Crypto Risk Glossary
Risk has a vocabulary, and most blow-ups trace back to a term someone never quite understood. Here are the dozen that matter most — defined in plain English, each linked to a free calculator so you can put the number to work instead of just nodding at it.
The terms that matter
- Position size
- The total value of a trade, chosen so a loss at your stop costs only your fixed risk (e.g. 1% of the account). It is an output of risk and stop distance, never a guess. → Position size calculator
- Stop-loss & take-profit
- The price where your idea is wrong (stop) and where you bank the win (take-profit). Their ratio is your reward-to-risk. → TP/SL calculator
- Leverage
- Borrowed exposure. It multiplies position size, profit, loss and how close liquidation sits — never your edge. The same trade at 1× and 25× carries the same dollar risk but a very different liquidation distance. → Leverage comparison
- Liquidation
- The forced closure of a leveraged position when your margin can no longer cover the loss. Higher leverage moves the liquidation price closer to entry. → Liquidation calculator
- Funding rate
- A periodic payment between long and short traders on perpetual futures (typically every 8h). It is a holding cost, not an exchange fee, and only charged if you hold across settlement. → Funding rate calculator
- Drawdown
- The drop from a peak in your equity. Recovery is asymmetric: a 50% drawdown needs a 100% gain to break even, a 90% drawdown needs 900%. → Drawdown recovery
- Win rate
- The share of trades that are winners. Useful only alongside reward-to-risk — a high win rate with tiny wins and rare huge losses can still lose money. → Expectancy calculator
- Expectancy
- The average profit or loss per trade:
win% × avg win − loss% × avg loss. Positive means the system makes money over many trades; zero or negative means no position size can save it. → Expectancy calculator - Profit factor
- Gross profit divided by gross loss across all trades. Above 1.0 is profitable; 1.5 means you make $1.50 for every $1 lost. Another view of the same edge expectancy measures. → Expectancy calculator
- Kelly criterion
- The bet size that grows capital fastest given your edge and odds. Full Kelly is volatile and assumes perfect stats, so most traders use half or quarter Kelly. → Kelly calculator
- Risk of ruin
- The probability your account falls to a ruin level before your edge plays out. It rises sharply with bet size — the main lever you control. → Risk of ruin calculator
- Volatility & ATR
- How much price moves. Historical volatility (annualised σ) and ATR (average true range) size your stops to the noise of the asset. Both are historical and spike in crashes. → Volatility / ATR
- Correlation
- How closely two assets move together. Three "separate" 1% positions in correlated coins is closer to one 3% bet — and in a crash crypto correlations rush toward 1. → Correlation matrix
- RSI
- A momentum oscillator (0–100) flagging overbought (>70) or oversold (<30) conditions. A confirmation tool, not a buy/sell button — in strong trends it stays stretched for a long time. → RSI screener
Frequently Asked Questions
Where should a beginner start?
With position size, stop-loss and the 1% idea behind expectancy. Liquidation and funding only matter once you use leverage; volatility, correlation and RSI refine decisions later.
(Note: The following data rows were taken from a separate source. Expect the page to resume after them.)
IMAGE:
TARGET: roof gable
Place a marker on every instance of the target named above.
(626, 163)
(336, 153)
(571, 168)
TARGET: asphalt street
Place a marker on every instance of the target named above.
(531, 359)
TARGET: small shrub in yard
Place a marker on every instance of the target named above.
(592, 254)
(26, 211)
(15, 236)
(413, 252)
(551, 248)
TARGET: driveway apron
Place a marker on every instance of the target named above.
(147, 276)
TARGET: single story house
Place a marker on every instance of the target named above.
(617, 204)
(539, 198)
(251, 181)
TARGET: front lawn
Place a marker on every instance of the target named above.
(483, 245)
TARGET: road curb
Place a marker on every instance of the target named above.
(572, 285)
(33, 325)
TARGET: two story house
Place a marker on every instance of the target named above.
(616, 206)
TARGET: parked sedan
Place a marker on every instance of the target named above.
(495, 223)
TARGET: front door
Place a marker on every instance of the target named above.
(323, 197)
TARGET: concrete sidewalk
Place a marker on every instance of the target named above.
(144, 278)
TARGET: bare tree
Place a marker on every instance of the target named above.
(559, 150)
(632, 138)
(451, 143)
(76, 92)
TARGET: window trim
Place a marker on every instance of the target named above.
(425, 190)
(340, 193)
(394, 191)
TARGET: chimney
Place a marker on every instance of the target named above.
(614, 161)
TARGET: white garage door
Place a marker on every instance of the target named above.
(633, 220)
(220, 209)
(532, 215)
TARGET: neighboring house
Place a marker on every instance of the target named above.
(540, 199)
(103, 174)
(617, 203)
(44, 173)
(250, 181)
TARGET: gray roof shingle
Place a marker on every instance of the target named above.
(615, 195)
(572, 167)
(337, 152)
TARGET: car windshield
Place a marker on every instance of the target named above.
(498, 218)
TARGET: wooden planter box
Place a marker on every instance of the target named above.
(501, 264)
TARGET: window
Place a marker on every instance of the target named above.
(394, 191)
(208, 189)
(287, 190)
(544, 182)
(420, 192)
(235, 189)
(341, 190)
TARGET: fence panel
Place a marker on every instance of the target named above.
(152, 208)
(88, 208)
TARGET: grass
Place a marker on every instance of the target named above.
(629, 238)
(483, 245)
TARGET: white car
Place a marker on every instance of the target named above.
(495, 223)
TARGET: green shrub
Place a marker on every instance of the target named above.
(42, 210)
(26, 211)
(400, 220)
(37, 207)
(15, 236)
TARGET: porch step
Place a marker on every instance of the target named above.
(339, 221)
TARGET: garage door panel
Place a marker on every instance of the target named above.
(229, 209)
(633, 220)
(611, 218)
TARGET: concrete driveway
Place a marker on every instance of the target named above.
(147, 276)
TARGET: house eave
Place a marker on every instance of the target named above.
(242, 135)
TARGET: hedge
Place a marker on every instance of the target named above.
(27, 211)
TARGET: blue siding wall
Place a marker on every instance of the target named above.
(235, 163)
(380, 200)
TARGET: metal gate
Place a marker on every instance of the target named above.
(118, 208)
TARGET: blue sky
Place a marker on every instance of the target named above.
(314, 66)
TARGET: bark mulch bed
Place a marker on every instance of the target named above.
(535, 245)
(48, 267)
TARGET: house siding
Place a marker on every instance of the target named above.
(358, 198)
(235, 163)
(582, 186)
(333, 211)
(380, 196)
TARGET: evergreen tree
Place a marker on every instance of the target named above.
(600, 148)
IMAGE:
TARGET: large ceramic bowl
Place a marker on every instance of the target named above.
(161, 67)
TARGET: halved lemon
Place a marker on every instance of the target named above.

Why link every term to a calculator?
Because a definition you can compute is one you actually understand. Each tool runs in your browser, free, with no sign-up — so you can plug in your own numbers immediately.
Is this glossary financial advice?
No. These are educational definitions and tools for informational purposes only. They explain risk; they do not tell you what to trade.